Heroes don’t have to be geniuses, but they can’t be complete idiots. This is a serious script flaw that causes us to respect and care less for our heroes.

The second casualty results from another script flaw.

Earlier our heroes held back from each other information we each would have shared, which any normal person would have shared immediately, forcing these people to come up with less than credible logic to not share it, and we don’t buy it. These mistakes cause us to not just respect and care less for our heroes, they cause us to believe them less.

In “Ex Machina” Garland’s heroes were supersmart, geniuses, they impressed the hell out of us, they thought of everything, but the villain, the artificial intelligence was even smarter than them. Not here. Our five heroes must be less capable, less heroic because our villain isn’t superior enough.

Whenever your heroes must do stupid things to place themselves in danger you can bet the problem is your villain. Your villain isn’t villainy enough.
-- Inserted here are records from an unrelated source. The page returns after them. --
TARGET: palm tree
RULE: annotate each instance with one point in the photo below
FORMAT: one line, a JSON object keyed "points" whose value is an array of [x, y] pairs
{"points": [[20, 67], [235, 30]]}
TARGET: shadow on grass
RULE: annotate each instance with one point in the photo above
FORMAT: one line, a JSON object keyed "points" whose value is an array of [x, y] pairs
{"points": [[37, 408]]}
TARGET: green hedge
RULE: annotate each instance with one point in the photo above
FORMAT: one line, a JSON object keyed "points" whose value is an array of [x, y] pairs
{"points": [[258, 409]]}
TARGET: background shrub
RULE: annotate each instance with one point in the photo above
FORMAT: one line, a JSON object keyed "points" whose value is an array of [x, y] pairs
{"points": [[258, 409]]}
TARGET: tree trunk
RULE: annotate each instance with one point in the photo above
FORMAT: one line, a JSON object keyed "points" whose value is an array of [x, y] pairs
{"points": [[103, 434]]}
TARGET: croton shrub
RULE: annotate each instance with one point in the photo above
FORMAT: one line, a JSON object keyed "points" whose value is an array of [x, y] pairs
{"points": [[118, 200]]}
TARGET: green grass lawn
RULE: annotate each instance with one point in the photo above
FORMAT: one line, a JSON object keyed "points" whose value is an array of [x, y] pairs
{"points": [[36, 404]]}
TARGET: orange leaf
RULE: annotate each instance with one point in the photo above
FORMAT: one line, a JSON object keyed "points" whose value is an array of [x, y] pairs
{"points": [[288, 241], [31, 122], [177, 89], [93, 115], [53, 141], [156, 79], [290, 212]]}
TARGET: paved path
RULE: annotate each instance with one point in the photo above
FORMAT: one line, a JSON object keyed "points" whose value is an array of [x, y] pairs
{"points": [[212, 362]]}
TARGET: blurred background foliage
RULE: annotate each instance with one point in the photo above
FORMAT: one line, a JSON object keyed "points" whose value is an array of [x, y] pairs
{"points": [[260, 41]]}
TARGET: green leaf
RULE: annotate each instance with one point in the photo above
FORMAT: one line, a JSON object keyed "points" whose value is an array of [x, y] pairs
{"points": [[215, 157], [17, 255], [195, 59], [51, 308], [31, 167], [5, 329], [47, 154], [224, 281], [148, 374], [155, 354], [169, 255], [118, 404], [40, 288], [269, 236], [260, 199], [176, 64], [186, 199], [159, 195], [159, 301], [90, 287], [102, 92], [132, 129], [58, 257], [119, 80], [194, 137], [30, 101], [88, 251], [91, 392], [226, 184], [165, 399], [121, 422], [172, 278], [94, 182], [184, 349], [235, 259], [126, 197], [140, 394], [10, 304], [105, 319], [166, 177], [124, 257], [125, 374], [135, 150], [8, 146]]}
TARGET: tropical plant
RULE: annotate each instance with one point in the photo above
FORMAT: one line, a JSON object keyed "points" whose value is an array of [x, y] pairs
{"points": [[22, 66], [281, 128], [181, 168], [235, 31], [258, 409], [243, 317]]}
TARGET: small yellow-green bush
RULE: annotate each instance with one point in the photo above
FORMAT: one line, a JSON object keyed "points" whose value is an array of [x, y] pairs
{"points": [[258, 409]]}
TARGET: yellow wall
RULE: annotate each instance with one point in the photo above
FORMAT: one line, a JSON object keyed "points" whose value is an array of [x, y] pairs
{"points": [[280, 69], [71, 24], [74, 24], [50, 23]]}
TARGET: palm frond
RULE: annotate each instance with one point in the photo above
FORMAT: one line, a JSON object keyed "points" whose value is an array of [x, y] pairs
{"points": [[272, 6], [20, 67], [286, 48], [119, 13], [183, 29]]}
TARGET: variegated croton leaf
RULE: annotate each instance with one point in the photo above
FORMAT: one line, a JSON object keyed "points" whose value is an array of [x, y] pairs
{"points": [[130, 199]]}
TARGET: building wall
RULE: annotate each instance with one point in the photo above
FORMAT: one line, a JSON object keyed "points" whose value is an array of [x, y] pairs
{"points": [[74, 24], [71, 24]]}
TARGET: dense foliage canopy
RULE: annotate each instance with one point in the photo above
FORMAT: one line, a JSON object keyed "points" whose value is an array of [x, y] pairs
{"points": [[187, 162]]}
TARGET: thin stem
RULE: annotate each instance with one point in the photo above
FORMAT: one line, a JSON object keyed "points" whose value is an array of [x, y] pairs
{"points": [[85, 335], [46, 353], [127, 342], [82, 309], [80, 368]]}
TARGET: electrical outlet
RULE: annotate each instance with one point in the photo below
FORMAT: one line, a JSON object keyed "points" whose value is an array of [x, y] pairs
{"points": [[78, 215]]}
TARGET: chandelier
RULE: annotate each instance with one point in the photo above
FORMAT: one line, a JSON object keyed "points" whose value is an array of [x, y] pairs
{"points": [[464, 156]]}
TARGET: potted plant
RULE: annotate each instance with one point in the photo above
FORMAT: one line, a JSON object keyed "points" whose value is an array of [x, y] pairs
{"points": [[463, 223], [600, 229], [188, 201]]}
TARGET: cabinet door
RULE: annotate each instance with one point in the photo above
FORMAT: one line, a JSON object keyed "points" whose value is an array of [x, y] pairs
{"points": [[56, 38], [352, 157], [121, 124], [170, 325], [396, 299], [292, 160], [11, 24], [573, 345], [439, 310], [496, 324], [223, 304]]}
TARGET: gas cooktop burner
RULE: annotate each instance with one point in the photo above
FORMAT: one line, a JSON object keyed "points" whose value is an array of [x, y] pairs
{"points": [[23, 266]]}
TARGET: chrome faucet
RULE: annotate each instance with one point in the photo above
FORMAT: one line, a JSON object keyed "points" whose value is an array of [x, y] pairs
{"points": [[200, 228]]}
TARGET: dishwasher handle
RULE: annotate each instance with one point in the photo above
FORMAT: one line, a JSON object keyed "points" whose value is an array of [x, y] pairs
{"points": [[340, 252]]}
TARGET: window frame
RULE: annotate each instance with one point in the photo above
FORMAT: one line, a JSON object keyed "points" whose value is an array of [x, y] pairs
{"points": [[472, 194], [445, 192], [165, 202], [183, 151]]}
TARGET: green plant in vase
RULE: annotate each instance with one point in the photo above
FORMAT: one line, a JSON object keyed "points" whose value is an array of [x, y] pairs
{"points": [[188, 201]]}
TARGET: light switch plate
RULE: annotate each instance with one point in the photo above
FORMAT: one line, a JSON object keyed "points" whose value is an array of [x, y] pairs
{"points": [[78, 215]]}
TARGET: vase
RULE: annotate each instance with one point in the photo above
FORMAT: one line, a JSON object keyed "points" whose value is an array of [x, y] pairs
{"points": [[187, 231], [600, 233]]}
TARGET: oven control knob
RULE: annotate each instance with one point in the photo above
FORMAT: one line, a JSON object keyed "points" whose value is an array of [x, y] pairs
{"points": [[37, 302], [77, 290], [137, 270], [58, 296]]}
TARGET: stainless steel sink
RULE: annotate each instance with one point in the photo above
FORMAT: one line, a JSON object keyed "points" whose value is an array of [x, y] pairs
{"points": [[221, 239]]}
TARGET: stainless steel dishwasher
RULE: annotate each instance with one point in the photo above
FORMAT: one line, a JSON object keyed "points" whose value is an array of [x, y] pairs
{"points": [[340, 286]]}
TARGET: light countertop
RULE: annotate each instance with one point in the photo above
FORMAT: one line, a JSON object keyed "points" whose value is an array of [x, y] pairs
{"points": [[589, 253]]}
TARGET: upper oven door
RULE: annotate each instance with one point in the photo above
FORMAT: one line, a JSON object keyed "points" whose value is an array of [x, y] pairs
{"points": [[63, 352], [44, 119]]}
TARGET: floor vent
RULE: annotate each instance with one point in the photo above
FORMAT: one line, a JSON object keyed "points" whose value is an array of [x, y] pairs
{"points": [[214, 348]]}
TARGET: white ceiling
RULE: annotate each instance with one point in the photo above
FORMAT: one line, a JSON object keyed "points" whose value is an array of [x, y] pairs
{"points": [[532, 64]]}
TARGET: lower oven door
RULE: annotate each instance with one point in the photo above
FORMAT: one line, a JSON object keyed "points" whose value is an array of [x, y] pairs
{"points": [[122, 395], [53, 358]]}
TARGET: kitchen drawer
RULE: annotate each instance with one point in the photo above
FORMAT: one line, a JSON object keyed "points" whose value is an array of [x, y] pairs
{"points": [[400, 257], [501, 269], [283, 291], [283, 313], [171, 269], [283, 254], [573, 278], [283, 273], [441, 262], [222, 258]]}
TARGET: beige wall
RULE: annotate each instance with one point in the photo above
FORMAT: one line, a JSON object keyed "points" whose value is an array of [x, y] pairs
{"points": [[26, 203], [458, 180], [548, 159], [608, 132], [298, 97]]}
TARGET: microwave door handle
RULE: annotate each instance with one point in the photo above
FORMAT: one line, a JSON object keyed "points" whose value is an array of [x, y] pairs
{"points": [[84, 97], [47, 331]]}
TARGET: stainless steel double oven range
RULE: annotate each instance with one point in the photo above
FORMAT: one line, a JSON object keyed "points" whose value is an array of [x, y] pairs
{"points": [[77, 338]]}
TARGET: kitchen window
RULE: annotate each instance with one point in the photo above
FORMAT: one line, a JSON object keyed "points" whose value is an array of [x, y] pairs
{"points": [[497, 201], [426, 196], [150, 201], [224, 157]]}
And that’s the case here. Our third casualty simply walks away, and the next time we see her she’s a plant with a vaguely human shape, unrecognizable, and with no consciousness. It isn’t comedic — quite. Imagine Mars attacking with ray guns, turning us into daisies, but we don’t get to see the Martians or the ray guns, and there is no reverse ray to reinstate our hero. It can’t be funny because she’s gone, nor can it be frightening, she’s a flowering shrub!
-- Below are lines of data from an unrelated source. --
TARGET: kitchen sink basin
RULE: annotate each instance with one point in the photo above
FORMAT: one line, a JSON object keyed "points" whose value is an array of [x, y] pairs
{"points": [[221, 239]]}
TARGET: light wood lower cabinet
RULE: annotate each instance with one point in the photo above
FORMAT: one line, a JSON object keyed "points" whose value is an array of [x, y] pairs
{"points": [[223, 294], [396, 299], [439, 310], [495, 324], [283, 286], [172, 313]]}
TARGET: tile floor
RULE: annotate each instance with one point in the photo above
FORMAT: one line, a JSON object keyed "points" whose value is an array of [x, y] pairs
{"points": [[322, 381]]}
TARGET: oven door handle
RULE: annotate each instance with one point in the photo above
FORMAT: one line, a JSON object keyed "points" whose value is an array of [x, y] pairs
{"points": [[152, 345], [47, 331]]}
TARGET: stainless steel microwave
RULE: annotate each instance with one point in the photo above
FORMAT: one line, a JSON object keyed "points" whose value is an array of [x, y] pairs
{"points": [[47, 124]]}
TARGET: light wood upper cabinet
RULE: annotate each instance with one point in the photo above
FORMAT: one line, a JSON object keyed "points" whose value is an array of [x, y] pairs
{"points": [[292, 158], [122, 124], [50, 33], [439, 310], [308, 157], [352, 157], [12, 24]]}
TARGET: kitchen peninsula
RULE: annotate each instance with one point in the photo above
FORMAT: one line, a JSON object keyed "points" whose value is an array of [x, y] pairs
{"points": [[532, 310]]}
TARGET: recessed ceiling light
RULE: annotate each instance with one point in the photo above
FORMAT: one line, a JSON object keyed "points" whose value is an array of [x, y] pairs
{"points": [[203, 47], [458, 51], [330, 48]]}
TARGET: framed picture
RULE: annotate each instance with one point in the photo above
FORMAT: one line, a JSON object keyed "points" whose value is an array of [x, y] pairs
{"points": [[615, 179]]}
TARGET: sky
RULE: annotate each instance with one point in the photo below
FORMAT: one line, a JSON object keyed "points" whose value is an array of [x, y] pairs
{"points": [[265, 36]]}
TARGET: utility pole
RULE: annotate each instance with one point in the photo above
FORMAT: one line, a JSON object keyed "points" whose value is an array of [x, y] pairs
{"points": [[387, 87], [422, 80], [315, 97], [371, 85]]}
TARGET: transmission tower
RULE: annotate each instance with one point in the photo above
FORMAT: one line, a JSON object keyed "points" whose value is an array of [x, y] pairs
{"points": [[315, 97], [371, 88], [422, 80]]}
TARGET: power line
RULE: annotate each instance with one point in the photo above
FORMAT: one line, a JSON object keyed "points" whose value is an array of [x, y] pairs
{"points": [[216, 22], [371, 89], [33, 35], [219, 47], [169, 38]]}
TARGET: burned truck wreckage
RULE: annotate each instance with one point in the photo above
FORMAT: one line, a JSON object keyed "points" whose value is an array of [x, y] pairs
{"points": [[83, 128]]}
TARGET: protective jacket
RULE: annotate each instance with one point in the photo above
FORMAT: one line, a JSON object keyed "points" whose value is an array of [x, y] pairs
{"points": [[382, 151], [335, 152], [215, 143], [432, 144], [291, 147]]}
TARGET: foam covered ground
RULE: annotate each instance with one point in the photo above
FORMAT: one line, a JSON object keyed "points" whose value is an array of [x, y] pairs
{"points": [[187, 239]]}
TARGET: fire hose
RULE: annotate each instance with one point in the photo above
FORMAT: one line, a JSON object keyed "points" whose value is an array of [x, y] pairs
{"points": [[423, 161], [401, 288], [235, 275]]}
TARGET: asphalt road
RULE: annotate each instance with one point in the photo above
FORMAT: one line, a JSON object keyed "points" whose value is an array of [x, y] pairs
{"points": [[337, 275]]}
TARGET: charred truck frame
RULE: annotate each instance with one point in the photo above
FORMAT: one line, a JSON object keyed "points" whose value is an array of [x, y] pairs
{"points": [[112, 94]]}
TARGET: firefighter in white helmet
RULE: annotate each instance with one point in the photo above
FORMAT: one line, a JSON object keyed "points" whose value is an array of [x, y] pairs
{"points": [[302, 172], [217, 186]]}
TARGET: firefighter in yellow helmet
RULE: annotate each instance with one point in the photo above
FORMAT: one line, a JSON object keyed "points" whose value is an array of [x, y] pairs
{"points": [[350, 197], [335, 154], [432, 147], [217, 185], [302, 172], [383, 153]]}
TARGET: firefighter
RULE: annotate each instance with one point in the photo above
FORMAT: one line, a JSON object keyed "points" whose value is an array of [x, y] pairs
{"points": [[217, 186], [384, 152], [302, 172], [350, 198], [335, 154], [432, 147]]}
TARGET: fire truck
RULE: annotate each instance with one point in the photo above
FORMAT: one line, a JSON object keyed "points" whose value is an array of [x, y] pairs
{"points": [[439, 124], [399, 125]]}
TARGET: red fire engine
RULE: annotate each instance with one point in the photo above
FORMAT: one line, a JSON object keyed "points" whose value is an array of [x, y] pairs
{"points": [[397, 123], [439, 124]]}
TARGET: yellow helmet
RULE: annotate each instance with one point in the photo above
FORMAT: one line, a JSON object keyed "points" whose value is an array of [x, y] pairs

It’s as though our villain is an unseen and unseeable germ, and if our villain is a germ, our story may be novelistic, but it’s not cinematic.

And, because our heroes all come slowly under the effect of the shimmer, they behave woodenly, without energy — which makes for less than great heroes. These are capable actors, but they act as though they’re emotionless, and since all of them do so, again, I’ve got to blame the director, Garland.
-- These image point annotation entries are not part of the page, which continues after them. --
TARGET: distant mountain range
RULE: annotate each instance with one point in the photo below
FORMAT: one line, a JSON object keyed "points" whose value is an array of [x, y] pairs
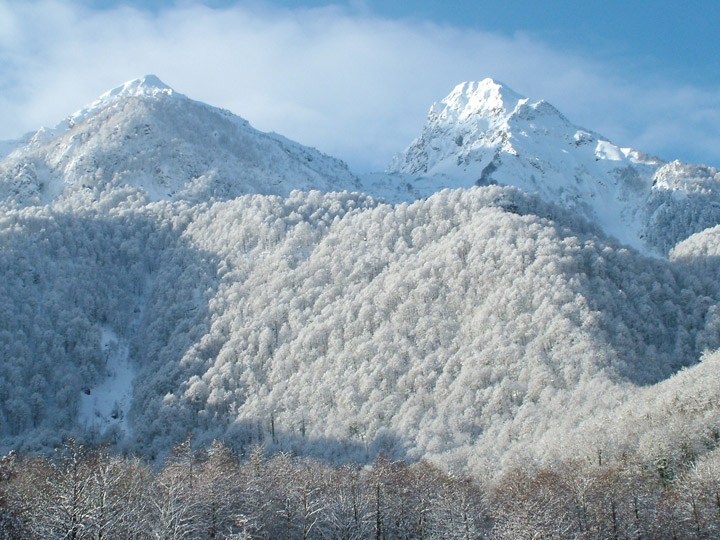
{"points": [[169, 269]]}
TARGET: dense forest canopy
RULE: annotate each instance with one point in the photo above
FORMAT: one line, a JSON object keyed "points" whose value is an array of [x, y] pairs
{"points": [[472, 327]]}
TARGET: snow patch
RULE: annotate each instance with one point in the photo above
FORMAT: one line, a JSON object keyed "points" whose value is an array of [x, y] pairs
{"points": [[107, 404]]}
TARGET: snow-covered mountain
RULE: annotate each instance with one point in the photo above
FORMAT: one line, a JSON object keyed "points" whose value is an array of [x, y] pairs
{"points": [[485, 133], [474, 326], [145, 134]]}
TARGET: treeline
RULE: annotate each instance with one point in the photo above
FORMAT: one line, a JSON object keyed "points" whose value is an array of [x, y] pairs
{"points": [[82, 493]]}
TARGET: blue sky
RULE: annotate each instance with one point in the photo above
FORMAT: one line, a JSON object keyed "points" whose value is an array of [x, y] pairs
{"points": [[356, 78]]}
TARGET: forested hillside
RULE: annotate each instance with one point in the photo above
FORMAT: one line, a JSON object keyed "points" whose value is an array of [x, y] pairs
{"points": [[474, 326]]}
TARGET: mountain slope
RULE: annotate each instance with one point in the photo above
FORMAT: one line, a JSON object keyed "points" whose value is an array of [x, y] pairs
{"points": [[463, 327], [484, 133], [146, 135]]}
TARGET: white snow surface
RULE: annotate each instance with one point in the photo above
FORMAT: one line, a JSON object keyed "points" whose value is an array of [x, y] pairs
{"points": [[146, 135], [107, 404], [485, 133]]}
When Portman finally encounters the entity that causes the shimmer, we see it as a kind of kaleidoscopic light that gradually shapes itself into her double, after which she kills it with such ease we lose faith in the narrative. We can’t see hundreds of special ops guys failing to do the same thing or, as I said, the USAF not MOABing or napalming the thing to a cinder long ago.

I understand why, after “Ex Machina” Garland probably seemed a good bet, but I’m afraid in “Annihilation”, Portman will have missed her box office target again, through no fault of her own.